このように、改正によって、持ち家のある人が「家なき子の特例」を使うために対策することが難しくなりました。

ただ、現在でも対策できないというわけではありません。家なき子特例活用のための対策については、4章にて解説します。


3章 家なき子特例の申請方法と必要書類

家なき子特例の申請は、通常の小規模宅地等の特例を申請よりも提出書類が多くなります。

具体的には以下のとおりです。

【記載する書類】

  • 第11・11の2表の付表1
  • 第11・11の2表の付表2の1
  • 第11・11の2表の付表2の2
  • 第11・11の2表の付表2の3

上記は国税庁のHPよりダウンロードが可能です。
(国税庁HP:相続税の申告手続 申請書様式・記載要領(対象の年度のものを選択してください)

【添付する書類】

  • 戸籍の附票の写し
    これまでの住所の遍歴が記載されているものです。
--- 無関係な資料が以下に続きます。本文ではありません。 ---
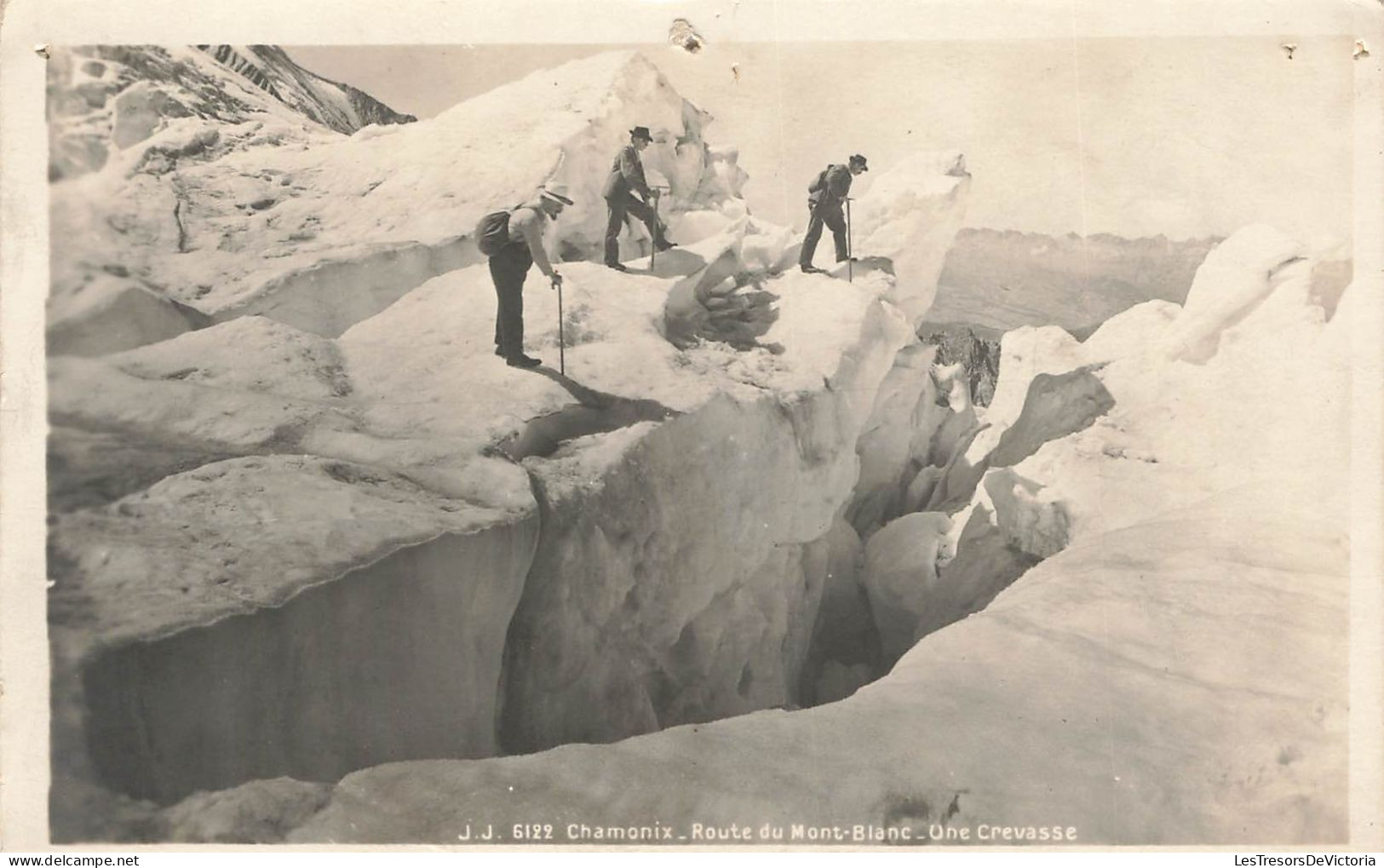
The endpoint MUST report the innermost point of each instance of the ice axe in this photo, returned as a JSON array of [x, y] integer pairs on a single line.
[[653, 245], [850, 252], [562, 342]]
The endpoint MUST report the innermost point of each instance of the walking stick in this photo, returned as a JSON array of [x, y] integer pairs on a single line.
[[562, 342], [850, 261], [653, 243]]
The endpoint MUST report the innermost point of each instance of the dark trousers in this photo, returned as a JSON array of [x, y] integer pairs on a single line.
[[832, 216], [508, 267], [619, 208]]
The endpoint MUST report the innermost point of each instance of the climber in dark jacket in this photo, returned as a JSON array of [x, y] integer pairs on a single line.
[[824, 206], [626, 179]]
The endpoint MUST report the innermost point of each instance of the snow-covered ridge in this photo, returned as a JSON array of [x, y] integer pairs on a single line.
[[228, 440], [324, 232], [396, 542], [339, 106], [1133, 672]]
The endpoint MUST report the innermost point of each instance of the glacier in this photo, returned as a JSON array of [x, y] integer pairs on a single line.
[[324, 569]]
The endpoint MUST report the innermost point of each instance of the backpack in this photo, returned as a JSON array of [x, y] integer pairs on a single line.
[[493, 233]]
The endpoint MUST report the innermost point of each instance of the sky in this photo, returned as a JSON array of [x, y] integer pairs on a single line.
[[1177, 136]]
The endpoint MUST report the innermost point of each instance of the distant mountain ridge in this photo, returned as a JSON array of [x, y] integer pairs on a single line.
[[332, 104], [104, 99]]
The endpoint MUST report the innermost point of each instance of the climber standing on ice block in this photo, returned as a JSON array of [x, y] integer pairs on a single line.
[[626, 179], [518, 248], [824, 206]]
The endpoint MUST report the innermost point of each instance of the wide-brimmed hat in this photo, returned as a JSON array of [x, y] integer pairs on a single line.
[[557, 193]]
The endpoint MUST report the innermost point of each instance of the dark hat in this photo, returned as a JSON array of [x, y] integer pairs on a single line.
[[555, 192]]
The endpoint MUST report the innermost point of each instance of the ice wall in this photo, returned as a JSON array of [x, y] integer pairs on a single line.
[[1129, 672]]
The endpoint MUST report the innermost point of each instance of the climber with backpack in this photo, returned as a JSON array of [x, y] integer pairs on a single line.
[[514, 241], [824, 205]]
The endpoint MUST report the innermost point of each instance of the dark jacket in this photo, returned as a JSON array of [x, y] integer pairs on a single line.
[[626, 176], [834, 190]]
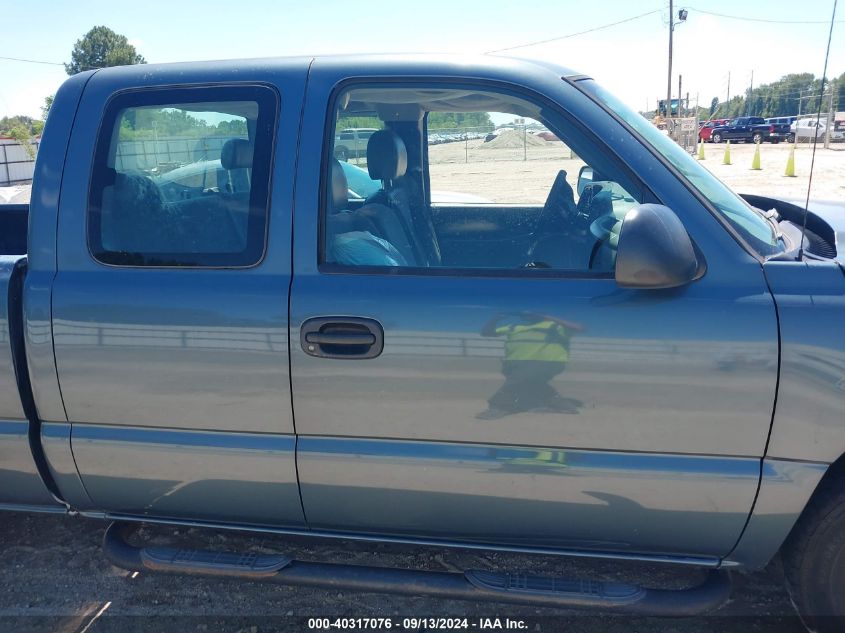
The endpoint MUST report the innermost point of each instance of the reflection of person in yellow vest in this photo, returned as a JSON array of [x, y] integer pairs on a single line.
[[536, 350]]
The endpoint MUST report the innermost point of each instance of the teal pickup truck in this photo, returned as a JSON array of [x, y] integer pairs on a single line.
[[603, 352]]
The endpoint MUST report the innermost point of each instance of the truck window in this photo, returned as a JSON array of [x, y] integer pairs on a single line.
[[181, 178], [470, 179]]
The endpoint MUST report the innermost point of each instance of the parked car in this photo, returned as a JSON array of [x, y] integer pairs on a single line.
[[352, 142], [706, 129], [642, 366], [808, 128], [360, 187], [750, 129]]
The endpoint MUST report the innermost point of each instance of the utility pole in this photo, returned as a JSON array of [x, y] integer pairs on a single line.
[[669, 76], [750, 92]]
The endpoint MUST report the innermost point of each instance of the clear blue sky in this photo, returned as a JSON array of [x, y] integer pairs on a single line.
[[630, 58]]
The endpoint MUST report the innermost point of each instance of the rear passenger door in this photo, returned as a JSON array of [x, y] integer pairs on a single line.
[[170, 302]]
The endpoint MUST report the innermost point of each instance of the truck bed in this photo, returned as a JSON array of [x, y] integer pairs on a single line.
[[13, 228], [19, 473]]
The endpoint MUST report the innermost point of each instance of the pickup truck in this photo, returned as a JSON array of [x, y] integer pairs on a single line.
[[642, 366], [751, 129]]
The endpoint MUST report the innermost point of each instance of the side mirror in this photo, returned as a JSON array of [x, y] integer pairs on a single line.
[[654, 250], [585, 178]]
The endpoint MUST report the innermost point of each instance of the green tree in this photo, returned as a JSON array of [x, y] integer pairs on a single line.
[[48, 103], [100, 48]]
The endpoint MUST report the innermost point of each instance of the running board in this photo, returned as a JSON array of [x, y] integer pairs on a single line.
[[470, 585]]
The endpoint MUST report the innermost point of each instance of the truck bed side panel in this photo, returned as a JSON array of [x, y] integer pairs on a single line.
[[20, 482], [809, 424]]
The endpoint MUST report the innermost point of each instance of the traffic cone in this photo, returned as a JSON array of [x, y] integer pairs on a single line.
[[755, 162], [790, 163]]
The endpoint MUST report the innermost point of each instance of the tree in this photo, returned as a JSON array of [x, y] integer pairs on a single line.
[[100, 48], [22, 129]]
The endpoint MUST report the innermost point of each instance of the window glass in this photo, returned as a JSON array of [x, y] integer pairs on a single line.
[[183, 182], [458, 179]]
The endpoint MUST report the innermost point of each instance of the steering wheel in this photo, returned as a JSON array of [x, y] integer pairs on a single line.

各市区町村役場で取得することが可能です。

  • 相続人の賃貸借契約書及び相続人が居住する家屋の履歴事項全部証明書
    相続開始前3年以内に居住していた家屋が、自己・配偶者・3等身以内の親族・特別あな関係がある法人が所有していた家屋でないことを証明するために必要な書類です。
    賃貸借契約書は、お手元にあるかと思います。家屋の履歴事項全部証明書は法務省で取得します。なお、オンラインでも請求することが可能です。

  • 被相続人の賃貸借契約書及び家屋の履歴事項全部証明書
    相続人のものと同様、被相続人のものも必要です。

4章 家なき子特例を適用するための対策

2章でも解説したとおり、家なき子の特例の要件は厳格化され、適用のハードルが上がりました。

そのため、特例を適用するためには対策しておくことが必要です。

4-1 賃貸物件に住み続ける/引っ越しておく

相続開始から3年以内に持ち家に暮らしている場合、家なき子の特例は適用されません。現在、賃貸物件に暮らしていて、親の家の相続を検討しているなら、そのまま賃貸物件に住み続けることをおすすめします。

また、レアケースではありますが、家なき子の特例を適用させるために持ち家を賃貸にするか売却するなどして、自身は賃貸に引っ越すという手段もあります。ただし、引っ越してから3年以内に相続が開始してしまうと、適用されなくなってしまうので注意が必要です。

4-2 孫に相続する

相続人が皆、要件に該当せず家なき子の特例に適用されない場合で、お孫さんが要件に該当しているのであればお孫さんに遺贈することも一つの手段です。

通常、孫は相続人ではありませんが、家なき子の特例は「親族」であれば問題はなく、「相続人」である必要はありません。遺言書などで、孫に遺贈すれば問題ないということです。

また、孫を養子縁組することで相続人にすることも可能です。

ただし、孫への遺贈の場合、遺言でも養子縁組でも相続税が2割増しになるので注意しましょう。

孫へ相続させる方法についての詳しい解説はこちら


まとめ

「家なき子の特例」は、被相続人と同居していなくても小規模宅地等の特例の特典が受けられる特例です。

土地の評価額を80%減額できるという、大きな節税効果を持っているため、可能であれば活用したいですよね。

しかし、平成30年の税制改正によって要件が厳格化され、適用のハードルがあがってしまいました。

もし、同居していない家の相続を検討しているのであれば、あらかじめ対策をしておきましょう。